Sengerema Telecentre, monday morning. The floor in front of the training room is covered with shoes of people taking an exam in basic computer skills. A corner of the reception is being transformed into a little shop: a young entrepreneur is going to repair, refurbish and sell computers.
I am visiting the telecentre to meet Mr Felician Ncheye, manager of the telecentre and board member of TTN, the Tanzania Telecentre Network. Since last October, the telecentre is not the only place anymore where people can browse the internet in Sengarema. IICD assisted the Tanzania Telecentre Network in piloting a shared wireless (mesh) community network in Sengerema, making internet available and affordable to a large number of people living in the rural areas around the telecentre.
October is months away and I am curious to find out how the wireless mesh network is functioning. Are the clients still connected? Are they satisfied? In what way is the internet useful to them? And, very important in terms of sustainability: are they paying their monthly fee?

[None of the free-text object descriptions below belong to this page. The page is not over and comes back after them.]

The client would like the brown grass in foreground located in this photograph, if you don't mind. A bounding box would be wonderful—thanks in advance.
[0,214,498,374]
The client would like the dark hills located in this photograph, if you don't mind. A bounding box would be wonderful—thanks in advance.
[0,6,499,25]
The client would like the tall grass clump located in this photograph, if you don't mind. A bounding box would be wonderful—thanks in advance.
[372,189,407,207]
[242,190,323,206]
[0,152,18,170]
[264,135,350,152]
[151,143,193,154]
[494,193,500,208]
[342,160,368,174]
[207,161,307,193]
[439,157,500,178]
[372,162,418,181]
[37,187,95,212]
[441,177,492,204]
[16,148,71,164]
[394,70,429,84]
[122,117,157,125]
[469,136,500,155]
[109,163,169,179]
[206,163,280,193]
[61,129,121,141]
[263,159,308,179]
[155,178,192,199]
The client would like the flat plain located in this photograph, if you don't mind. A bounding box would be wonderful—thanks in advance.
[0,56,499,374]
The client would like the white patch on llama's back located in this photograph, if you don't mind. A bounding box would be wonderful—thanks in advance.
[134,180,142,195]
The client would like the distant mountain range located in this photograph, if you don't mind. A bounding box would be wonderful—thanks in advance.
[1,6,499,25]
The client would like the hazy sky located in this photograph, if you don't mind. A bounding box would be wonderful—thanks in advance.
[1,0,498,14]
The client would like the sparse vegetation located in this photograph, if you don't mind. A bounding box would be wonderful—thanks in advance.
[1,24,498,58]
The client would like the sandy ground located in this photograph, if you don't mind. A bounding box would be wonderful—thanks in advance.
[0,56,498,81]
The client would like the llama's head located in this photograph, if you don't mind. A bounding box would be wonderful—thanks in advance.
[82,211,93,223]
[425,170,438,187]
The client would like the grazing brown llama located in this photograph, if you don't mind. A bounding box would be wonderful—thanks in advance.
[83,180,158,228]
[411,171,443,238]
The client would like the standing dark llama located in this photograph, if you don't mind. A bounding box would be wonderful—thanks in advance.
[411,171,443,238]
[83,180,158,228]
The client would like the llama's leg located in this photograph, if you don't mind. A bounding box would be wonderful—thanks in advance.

According to Mr Ncheye, the mesh network is working fine and most clients are paying their monthly bills in time. There are some problems with hardware, and ignorance on internet use.
Lismas, the technician, spends a lot of time teaching customers how to browse the internet.
“A customer told me there is a problem with the internet. When I checked it, I found out he typed only two w’s instead of three to enter the World Wide Web”.
Lismas also teaches customers how to find information. All have anti-virus software installed. Viruses still cause problems though.
Later that morning I continue my way to the Teachers Resource Centre (TRC), one of the customers of the mesh network. TRC coordinator Mr Mugusi and Mr Mungo, headmaster of Sengerema Secondary School tell me that the internet is working well and used extensively by teachers of the school. Both are using the internet to study at the Open University Tanzania (www.out.ac.tz), which has a distance education programme. Mugusi is doing a Bachelor in Education and a minor in Kiswahili. He just started, and it takes four years. Mungo already studied before the teachers centre got its own connection; he is doing a Master in Education.
The teachers also use the internet to find teaching materials. Sometimes they print it to disseminate in class. They use Yahoo and Google to find materials. They also like www.answers.com. They feel that they need to catch up with the internet, as the students are picking it up much faster and are often challenging the teachers! Students sometimes come to the TRC too to use the internet but also go to the telecentre. Other teachers are still discovering the internet.
Mugusi: “To them the internet is still ‘uchawi’, witchcraft; they were amazed to see videos of Obama’s speeches online.”
Is the internet also having a negative impact? According to headmaster Mungo: “The secondary school has 20 teachers for 800 students. They used to have 36 teachers; most of them left for greener pastures. The possibility of distance-learning through internet may actually increase this brain drain”..
With Lismas I visit the Centre for Disabled People. An unstable plug prevents them from browsing, and Lismas quickly fixes it. They like to use the internet for skype and email. Their favourite Tanzanian website is www.mwananchi.co.tz, a newspaper in Kiswahili. They also have been looking online for funding for their centre.
Slowly but surely, the internet becomes a reality for the Sengerema community. In April the mesh network is going to be evaluated, providing more information on how the customers appreciate it and what kind of changes come with access to online information.
What I’ve seen in just half a day is promising. To be continued!